Friday, January 1, 2016
TOP 9 ways to fulfill your new year resolutions
If your New Year's resolutions from last year have gone unresolved, you're not alone. Now a new year offers another opportunity to achieve your goals, and these nine tips should help you keep to your New Year's resolutions.
1. Make it something you really want. Don't make it a resolution that you "should" want or what other people tell you to want. It has to fit with your own values.
"Put some thought into it," says Richard O'Connor, author of "Happy at Last: The Thinking Person's Guide to Finding Joy." And avoid knee-jerk New Year's resolutions, he says. "I encourage people not to make cheap resolutions, but to save it for something meaningful."
2. Limit your list to a number you can handle. "It's probably best to make two or three resolutions that you intend to keep," says O'Connor.
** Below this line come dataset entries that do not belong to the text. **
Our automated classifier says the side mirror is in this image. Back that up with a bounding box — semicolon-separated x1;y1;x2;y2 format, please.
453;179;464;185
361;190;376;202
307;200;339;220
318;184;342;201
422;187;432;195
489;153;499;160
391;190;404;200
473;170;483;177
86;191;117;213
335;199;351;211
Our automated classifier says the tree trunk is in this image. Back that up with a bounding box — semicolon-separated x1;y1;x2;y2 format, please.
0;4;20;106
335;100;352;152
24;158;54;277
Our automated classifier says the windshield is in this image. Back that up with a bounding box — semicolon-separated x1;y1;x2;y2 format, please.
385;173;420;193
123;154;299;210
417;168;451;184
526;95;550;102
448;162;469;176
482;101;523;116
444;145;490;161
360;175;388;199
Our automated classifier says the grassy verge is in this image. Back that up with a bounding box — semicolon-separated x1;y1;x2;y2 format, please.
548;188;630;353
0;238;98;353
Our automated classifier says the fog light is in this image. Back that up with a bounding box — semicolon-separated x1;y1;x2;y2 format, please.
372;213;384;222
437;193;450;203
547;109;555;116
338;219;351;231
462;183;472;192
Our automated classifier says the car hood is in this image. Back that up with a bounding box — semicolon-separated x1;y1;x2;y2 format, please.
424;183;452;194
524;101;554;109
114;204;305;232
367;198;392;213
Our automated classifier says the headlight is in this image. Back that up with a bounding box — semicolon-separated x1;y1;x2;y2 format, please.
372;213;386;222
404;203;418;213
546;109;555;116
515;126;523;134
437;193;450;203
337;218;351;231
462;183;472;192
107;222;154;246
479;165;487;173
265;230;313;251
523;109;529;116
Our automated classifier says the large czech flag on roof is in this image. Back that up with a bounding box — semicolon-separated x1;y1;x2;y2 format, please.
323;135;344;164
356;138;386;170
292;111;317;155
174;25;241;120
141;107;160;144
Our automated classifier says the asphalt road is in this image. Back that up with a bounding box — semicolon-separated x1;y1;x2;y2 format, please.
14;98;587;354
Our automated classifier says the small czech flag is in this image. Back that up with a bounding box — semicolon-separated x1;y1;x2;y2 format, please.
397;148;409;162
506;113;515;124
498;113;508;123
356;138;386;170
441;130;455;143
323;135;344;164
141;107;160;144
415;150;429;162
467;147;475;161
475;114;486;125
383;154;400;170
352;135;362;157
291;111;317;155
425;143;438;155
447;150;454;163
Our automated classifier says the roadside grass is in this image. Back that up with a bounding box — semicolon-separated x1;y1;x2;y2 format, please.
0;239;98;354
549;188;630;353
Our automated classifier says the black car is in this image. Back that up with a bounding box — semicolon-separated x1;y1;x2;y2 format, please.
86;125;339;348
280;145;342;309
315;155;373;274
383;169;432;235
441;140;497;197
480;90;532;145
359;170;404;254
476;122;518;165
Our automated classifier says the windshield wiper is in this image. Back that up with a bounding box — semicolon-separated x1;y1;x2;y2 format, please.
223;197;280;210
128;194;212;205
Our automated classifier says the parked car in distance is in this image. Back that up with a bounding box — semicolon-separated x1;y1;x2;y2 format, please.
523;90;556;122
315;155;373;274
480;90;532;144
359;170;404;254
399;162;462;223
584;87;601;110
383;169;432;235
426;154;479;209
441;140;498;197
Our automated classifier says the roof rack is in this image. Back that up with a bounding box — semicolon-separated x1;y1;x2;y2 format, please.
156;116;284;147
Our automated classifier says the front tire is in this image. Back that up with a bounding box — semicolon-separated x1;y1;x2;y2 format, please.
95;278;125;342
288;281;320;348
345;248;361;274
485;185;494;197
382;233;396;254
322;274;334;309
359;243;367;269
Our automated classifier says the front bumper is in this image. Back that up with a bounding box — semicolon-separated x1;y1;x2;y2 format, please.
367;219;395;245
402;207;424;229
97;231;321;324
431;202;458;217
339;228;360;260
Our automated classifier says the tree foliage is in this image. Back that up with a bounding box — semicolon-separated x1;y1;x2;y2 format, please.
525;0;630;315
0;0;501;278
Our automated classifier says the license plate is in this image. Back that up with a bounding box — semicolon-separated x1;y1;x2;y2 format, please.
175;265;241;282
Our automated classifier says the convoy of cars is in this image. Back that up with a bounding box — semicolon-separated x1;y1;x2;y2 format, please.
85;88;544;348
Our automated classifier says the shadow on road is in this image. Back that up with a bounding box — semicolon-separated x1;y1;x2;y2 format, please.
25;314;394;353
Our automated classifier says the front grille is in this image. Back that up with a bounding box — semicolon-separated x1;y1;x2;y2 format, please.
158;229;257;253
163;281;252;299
That way, you're focusing your efforts on the goals you truly want.
3. Be specific. "To be effective, resolutions and goals need to be pretty specific," says O'Connor. Jettison the amorphous "exercise more," in favor of "I'm working out at the gym Monday, Wednesday and Friday at 5:30 p.m."
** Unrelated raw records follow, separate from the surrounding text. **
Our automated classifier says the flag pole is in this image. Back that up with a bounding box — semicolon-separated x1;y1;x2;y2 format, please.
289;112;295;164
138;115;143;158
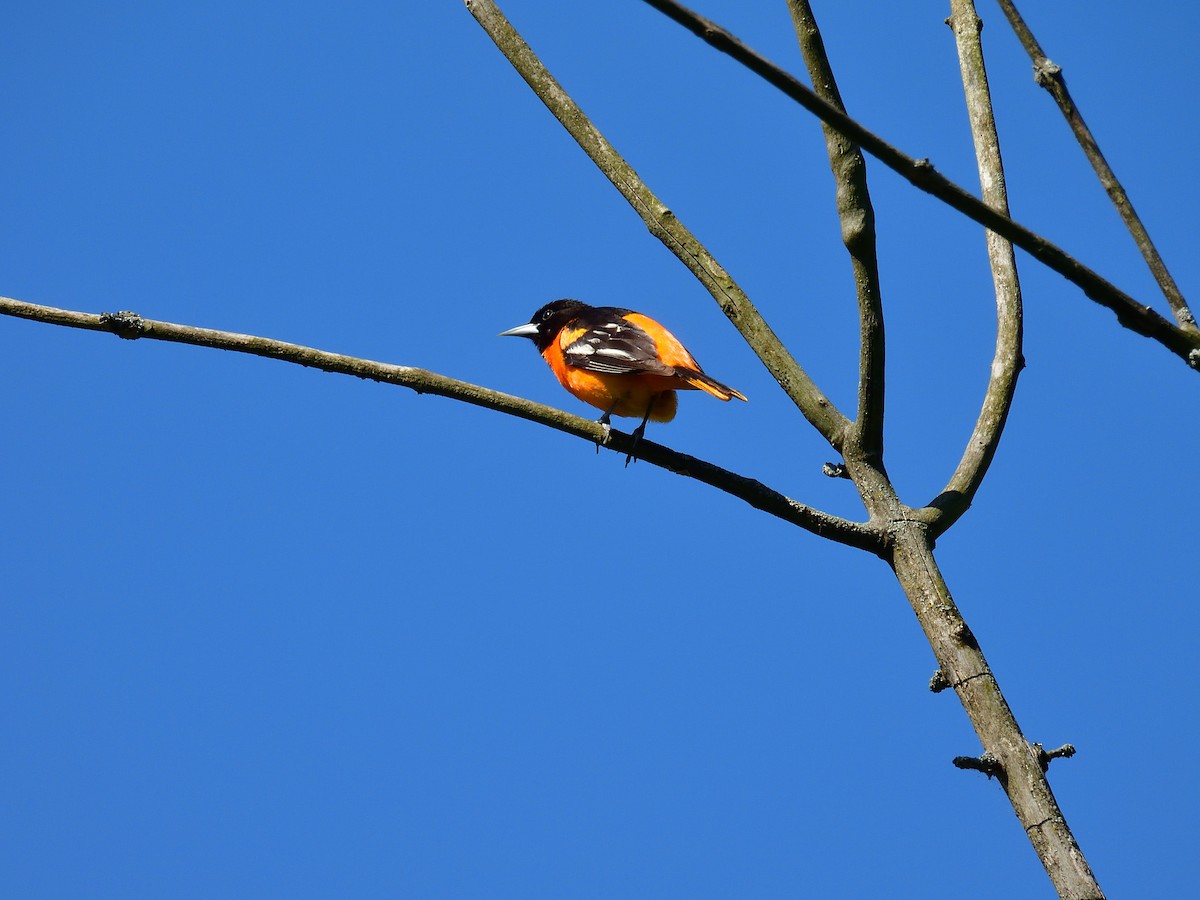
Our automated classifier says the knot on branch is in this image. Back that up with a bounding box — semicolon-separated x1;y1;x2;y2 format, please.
1034;743;1077;772
943;13;982;34
953;752;1003;779
99;310;147;340
822;461;850;479
929;669;951;693
1188;348;1200;371
952;619;979;649
910;158;936;184
1033;57;1062;87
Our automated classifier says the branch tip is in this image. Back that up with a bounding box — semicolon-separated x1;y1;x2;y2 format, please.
1034;743;1077;771
953;752;1003;778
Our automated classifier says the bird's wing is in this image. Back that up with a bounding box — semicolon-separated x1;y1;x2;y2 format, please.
558;307;676;376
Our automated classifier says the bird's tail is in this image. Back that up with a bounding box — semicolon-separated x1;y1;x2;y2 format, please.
677;368;748;402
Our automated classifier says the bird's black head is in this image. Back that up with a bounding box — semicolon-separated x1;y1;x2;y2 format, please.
499;299;590;352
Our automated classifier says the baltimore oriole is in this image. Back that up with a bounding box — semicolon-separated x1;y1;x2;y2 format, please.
500;299;746;463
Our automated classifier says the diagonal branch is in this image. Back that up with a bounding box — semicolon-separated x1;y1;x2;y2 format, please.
786;0;886;463
992;0;1196;333
464;0;851;449
0;295;883;554
927;3;1025;537
638;0;1200;372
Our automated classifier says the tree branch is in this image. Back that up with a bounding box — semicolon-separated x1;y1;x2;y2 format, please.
638;0;1200;372
463;0;852;449
0;295;882;554
992;0;1196;333
927;13;1101;897
889;521;1104;899
786;0;886;463
927;2;1024;537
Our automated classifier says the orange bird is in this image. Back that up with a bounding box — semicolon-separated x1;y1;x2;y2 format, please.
500;299;746;462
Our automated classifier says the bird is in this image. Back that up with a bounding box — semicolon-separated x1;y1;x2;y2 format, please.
500;299;746;464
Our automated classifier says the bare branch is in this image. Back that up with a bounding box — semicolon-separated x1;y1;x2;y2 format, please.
927;2;1024;536
993;0;1196;333
0;295;882;554
638;0;1200;371
890;522;1104;898
463;0;851;448
786;0;886;463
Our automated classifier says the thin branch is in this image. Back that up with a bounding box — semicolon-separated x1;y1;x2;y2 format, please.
928;2;1024;537
934;21;1100;896
993;0;1196;333
786;0;886;463
463;0;852;450
638;0;1200;371
0;295;883;554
4. Automate. Automating financial goals can maximize your odds for success without you having to do anything, says Keith Ernst, director of research for the Center for Responsible Lending in Durham, N.C.
If your goal is to save $3,000 this year, calculate the amount out of each check, then arrange to have it automatically deposited into your savings account each time you get paid, says Ernst.
5. Make a plan. Rather than stating one daunting goal, create a series of smaller steps to reach it.
"Have an action plan," O'Connor says. "Figure out exactly what you want to do."
If you need immediate rewards, here's a suggestion. "Ask yourself: What are the short-term goodies?" says Susan Wilson, co-author of "Goal Setting: How to Create an Action Plan and Achieve Your Goals."
For example, if you want to exercise regularly and love spending time with your friends, getting the group together to walk regularly could give you a short-term payoff and help you meet the long-term goal, she says.
6. Be prepared to change some habits. One reason that resolutions fail is people don't change the habits that sabotage them, says Rosalene Glickman, author of "Optimal Thinking: How to Be Your Best Self."
One potent approach is to realize that all you ever have is the present moment. So ask what you can do now that will get you closer to your goal, says Glickman.